[Go-essp-tech] comparison of GDS2.0 with climate modellers format CMIP5

Fri Mar 18 17:25:57 MDT 2011

Hi Bryan,

I am definitely on board with your approach!  And we definitely all want to ensure GHRSST L3 products (or some subset of them) are available to CMIP5.  A couple more comments below...

On Mar 18, 2011, at 3:31 PM, Bryan Lawrence wrote:

> Hi Folks
> 
> I've seen some of your correspondence on the above subject.
> 
> Suffice to I think it'd be helpful if this discussion was  conducted on a 
> slightly wider stage. To that end, I've copied in the go- essp-tech 
> list, where you'll get the folk who have devised the CMIP5 
> data standards - and data distiribution system. 
> 
> There are some general points that might help in the discussoin to 
> follow:
> 
> CMOR is absolutely a tool devised for climate model data output, and 
> some of the things you find strange (demanding double precisoin etc) are 
> absolutely necessary in that context ...
> 
> The decision to use NetCDF3 rather than NetCDF4 was taken some time ago 
> after much discussion and heartache (and we had just about settled on 
> NetCDF4 before we did an "about turn"). In practice, many of the reasons 
> we used are probably not now relevant, but we are where we are ... wrt 
> the CMIP5 model data! (Which is to say I think there might be room to do 
> things differently with the EO data.)
> (Incidentally however, the 2 GB limit is helpful in chunking data over 
> low bandwidth links ... and we need to deal with between file aggregation 
> for many other reasons, so it's not a big deal if we break things up).
> 

It is not a huge deal to stick with netCDF-3, especially given some of the other choices you've made like limiting to single variable files.  We've worked extensively with netCDF-3, but at US NODC have been focussed a lot lately on netCDF-4 and the performance aspects are especially useful for large, multi-variable files.  Did I read somewhere that CMIP5 prefers monthly, one-degree resolution EO data?  I do see that your directory and file name structures handle other frequencies so maybe I am wrong about that monthly, one-degree part.

> Which brings me to this:  The CMIP5 community is working to 
> accommodating  EO data, but indeed there are signifcant diffences, and 
> many of those are  obviously evident in the relative importance folks 
> apply to the various  CF headers. My personal opinion is that the way 
> forward is to itemise  the specific difference, and then have a disucssion 
> as to why one might do  things in a specific way.
> 

That is exactly the approach I'd like to take too!

> For example, if you want level 3 EO data to be easily useful by the CMIP 
> community (and I believe you do), then I suggest you conform as closely 
> as you can to the CMIP5 paradigm.  Remember that the CMIP5 protocol is 
> already the joint agreement of hundreds of climate modellers ...
> 

Yes, we understand that concept in GHRSST.  The GHRSST Data Specification v2.0 (GDS2) is the result of a multi-year effort of lots (maybe hundreds, or at least one hundred) SST data providers and users.  It's been officially published and while it does have a routine update cycle, it can't be changed in any massive way at this point. But that is ok since the GDS2 and CMIP5 share the same CF-compliant netCDF "backbone" if you will, which already ensures a lot of compatibility and should make our efforts to convert to your forms relatively straightforward.  However, I think we all understand intuitively that when it comes to real data interoperability the devil is definitely in the details.  

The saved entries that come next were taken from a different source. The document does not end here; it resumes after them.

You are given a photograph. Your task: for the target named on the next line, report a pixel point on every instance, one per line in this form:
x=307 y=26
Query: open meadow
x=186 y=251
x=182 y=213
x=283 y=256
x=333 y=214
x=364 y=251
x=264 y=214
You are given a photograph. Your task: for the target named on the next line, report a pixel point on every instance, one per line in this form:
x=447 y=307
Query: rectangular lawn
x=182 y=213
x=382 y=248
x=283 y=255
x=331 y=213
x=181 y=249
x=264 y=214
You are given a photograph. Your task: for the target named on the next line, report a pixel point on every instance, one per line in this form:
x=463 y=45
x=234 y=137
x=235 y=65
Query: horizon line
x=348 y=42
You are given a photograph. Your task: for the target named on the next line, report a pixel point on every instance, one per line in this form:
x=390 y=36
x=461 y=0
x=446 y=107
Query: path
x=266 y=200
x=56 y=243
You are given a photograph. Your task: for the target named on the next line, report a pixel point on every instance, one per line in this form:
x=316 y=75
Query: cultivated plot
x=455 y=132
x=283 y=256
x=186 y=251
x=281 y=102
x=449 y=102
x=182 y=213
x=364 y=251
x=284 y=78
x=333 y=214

> (In general my rule of thumb is organise the data for the consumers, not 
> the providers!)
> 

We do this in GHRSST as well.  Our consumers are many and varied since SST is so broadly used, but their needs are always put first to the extent that we know and understand them.

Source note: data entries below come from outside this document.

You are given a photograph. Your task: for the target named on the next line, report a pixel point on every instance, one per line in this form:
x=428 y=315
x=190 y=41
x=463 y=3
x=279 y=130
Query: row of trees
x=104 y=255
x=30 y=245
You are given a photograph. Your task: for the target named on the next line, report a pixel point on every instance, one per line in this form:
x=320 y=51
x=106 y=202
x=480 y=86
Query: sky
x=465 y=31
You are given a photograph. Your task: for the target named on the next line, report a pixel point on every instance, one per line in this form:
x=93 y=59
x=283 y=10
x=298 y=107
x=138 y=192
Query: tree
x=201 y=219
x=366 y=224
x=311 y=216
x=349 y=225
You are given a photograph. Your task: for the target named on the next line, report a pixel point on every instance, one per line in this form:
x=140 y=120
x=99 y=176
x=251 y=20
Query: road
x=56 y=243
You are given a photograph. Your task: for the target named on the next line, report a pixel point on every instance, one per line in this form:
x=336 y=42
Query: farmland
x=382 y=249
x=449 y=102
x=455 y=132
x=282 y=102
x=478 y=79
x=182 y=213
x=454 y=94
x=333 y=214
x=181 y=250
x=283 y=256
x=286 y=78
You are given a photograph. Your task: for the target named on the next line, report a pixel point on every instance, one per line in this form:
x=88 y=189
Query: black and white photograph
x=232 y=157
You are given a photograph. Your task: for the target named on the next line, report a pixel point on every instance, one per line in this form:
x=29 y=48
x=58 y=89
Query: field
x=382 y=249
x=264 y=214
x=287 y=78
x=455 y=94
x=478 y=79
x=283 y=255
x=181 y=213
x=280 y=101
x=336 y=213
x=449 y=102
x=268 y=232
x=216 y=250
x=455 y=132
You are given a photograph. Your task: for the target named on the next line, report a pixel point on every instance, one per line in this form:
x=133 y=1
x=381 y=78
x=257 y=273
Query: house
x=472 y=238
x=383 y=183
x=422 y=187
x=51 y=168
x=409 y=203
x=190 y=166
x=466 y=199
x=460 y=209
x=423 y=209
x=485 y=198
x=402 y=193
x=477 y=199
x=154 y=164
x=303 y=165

> Clearly however, most level 2 data is going to be consumed by folks who 
> are far more "satellite-aware" ... there you could be proposing 
> suggested accommodations within the CMIP5 frame (i.e. getting the CMIP5 
> community to extend their protocols,  not change them, there is no 
> chance of that now given the amount of effort being expended worldwide to 
> try and conform with what we have ... the last thing anyone in the 
> modelling community wants is a  moving target for *their* output formats 
> etc).

I didn't think the focus on CMIP5-GHRSST compatibility was really on Level 2 data.   Am I wrong about that?  I thought we were mainly talking about Level 3 (in GHRSST, that means gridded) or Level 4 (that means gridded and gap-filled via some process).

> 
> Why do I think you should still do this in the CMIP5 frame, rather than 
> just do your own thing and expose it somehow to the climate community?
> Because it's not just about the applications at the user end, it's also 
> about the metadata and data distribution systems. If we get it right, 
> we can use ESGF to replicate your data globally, making it easier to 
> consume (even as we provide adequate logging etc so data downloads are 
> attributed to the data provider, no matter where the data is downloaded 
> from). We can also exploit the tools that are being built in the ESG 
> community to manipulate the data ....

We also understand this thinking in GHRSST, where data management - including data format standards (what the containers look like), data content standards (what goes into those containers), metadata standards (how those containers are described), and the data transport standards (how the containers are shipped around the world) - sits at the heart of GHRSST and always has.  GHRSST does not use the Earth System Grid, but relies on a Regional/Global Task Sharing Framework consisting of "regional" data providers called RDACs (Regional Data Assembly Centers... "regional" means that are situated in a region like France or Australia or where but their datasets can be global in scope), who submit their data to a Global Data Assembly Center (GDAC), situated at NASA PO.DAAC and responsible for serving the data for 30 days from observation, which then sends the data to the US NODC (my office), which operated the GHRSST Long Term Stewardship and Reanalysis Facility (LTSRF, the long term archive and distribution center for the entire GHRSST collection).  Data access is enabled at all points along that framework, though ultimately it is consolidated into one location at the US NODC (though of course most RDACs maintain their individual collections).  

> 
> Ok, so taking some more specific points from the emails I have seen:
> 
> scale factors etc. For model data, precision matters because of the 
> necessity to do post processing budget studies. No such argument applies 
> to EO data (especially after being munged to level 3 in some 
> unphysically  interesting way ... it might be important if it were done 
> using a physical reanalysis). But In truth, the volume of EO data in 
> level 3 is going to  be trivial compared to the amount of model data, 
> and most (climate)  folks wont have the code all set up to the scaling 
> offset stuff. Yes it's  trivial to do, but using my rubric about consumers 
> above, I'd  suggest you just  put the data in using the correct physical 
> value with  respect to the CF units. Likewise native floats etc. Don't 
> make it harder  for the consumer .... (including the tools mentioned 
> above).
> 

Agreed it is probably not a huge deal for just L3 products.  I would argue that most netCDF clients I have used understand scale and offset and apply it seamlessly for the user, but I definitely agree to make things easier for the users in anyway you can.    (I gotta say though if volume is a big concern for the model data, which I think you are saying, then the use of scale and offset and can terribly useful and can be applied I believe in a way that preserves your desired precision... could be wrong about that but it doesn't jump out at me as being a big problem).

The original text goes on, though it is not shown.